Zitat: „In einem eleganten Gesellschafts-Foyer einer Fotoausstellung treffen drei Paare aufeinander, begleitet von zwei mysteriösen Figuren – einem Tänzer in schwarz und einer Tänzerin in weiß. Jedes Paar ist in seiner individuellen Liebesbeziehung von einem archetypischen Muster – einer starken Emotion – geprägt, die zugleich farbcodiert ist und nach und nach in Rückblenden offenbart wird: Harmonie und Freude – GELB, Streit – BURGUNDERROT, Unterwürfige Hingabe und Macht - BLAU.“
Richard Mayr war bei diesem Projekt nicht nur als Set-Fotograf tätig, von ihm stammen auch die Fotografien jener Ausstellung, die den Ort des Spiels bildet.
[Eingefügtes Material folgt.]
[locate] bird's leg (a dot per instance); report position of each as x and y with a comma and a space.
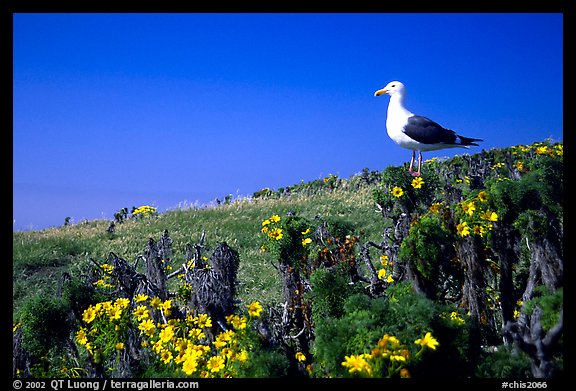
416, 173
412, 162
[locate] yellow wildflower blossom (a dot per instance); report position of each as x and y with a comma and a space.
489, 215
428, 340
469, 208
166, 334
463, 229
255, 309
89, 314
215, 363
141, 313
81, 336
357, 363
381, 273
140, 298
397, 192
275, 218
276, 233
417, 183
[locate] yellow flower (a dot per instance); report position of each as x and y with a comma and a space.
275, 218
196, 333
479, 230
107, 268
242, 356
428, 341
166, 306
166, 356
469, 208
215, 364
384, 260
166, 334
238, 322
357, 363
489, 215
463, 229
203, 321
417, 183
141, 313
156, 302
140, 298
435, 207
190, 365
276, 233
381, 273
122, 302
397, 192
482, 196
89, 314
255, 309
147, 327
115, 313
81, 336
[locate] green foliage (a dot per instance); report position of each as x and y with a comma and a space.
506, 363
503, 196
266, 363
540, 188
405, 315
330, 289
46, 324
550, 302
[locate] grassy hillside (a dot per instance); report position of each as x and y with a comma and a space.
40, 257
456, 273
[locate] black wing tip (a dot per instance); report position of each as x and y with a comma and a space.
469, 141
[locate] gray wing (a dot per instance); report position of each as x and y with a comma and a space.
426, 131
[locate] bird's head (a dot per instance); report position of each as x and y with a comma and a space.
392, 88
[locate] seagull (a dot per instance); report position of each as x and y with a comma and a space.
416, 132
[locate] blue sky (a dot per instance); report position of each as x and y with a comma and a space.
122, 110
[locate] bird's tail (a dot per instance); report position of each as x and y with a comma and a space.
467, 141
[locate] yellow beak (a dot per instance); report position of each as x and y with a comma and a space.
380, 92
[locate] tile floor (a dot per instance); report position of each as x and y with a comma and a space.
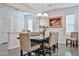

Diese Arbeiten werden im „Kulturraum“ schließlich gezeigt.
Weshalb das Wort „voraussichtlich“ in der Ankündigung? Anders als bei einer fixen Ausstellung, wie zum Beispiel am 8. Mai 2026 in der vormaligen Poststation Gleisdorfs, bespielen wir dazu komplementär diverse Leerstände der Stadt. Es ist das dynamische Element in unserem Programm.
Dieser Modus korrespondiert mit dem metaphorischen Aspekt, der im Name „Archipel“ angelegt wurde. In jenem dynamischen Teil wissen wir nie, wie lange wir über einen Raum verfügen dürfen. Wenn wir eine Position aufgeben müssen, wandert das Projekt an den nächsten Ort.
Das erlaubt also keinen fixen Zeitplan. Doch wir schätzen diese Option, in der wir Flexibilität üben, mit der wir die statischeren Schritte ergänzen. Das sichert so - ganz nebenbei - auch ein Stück Unabhängigkeit.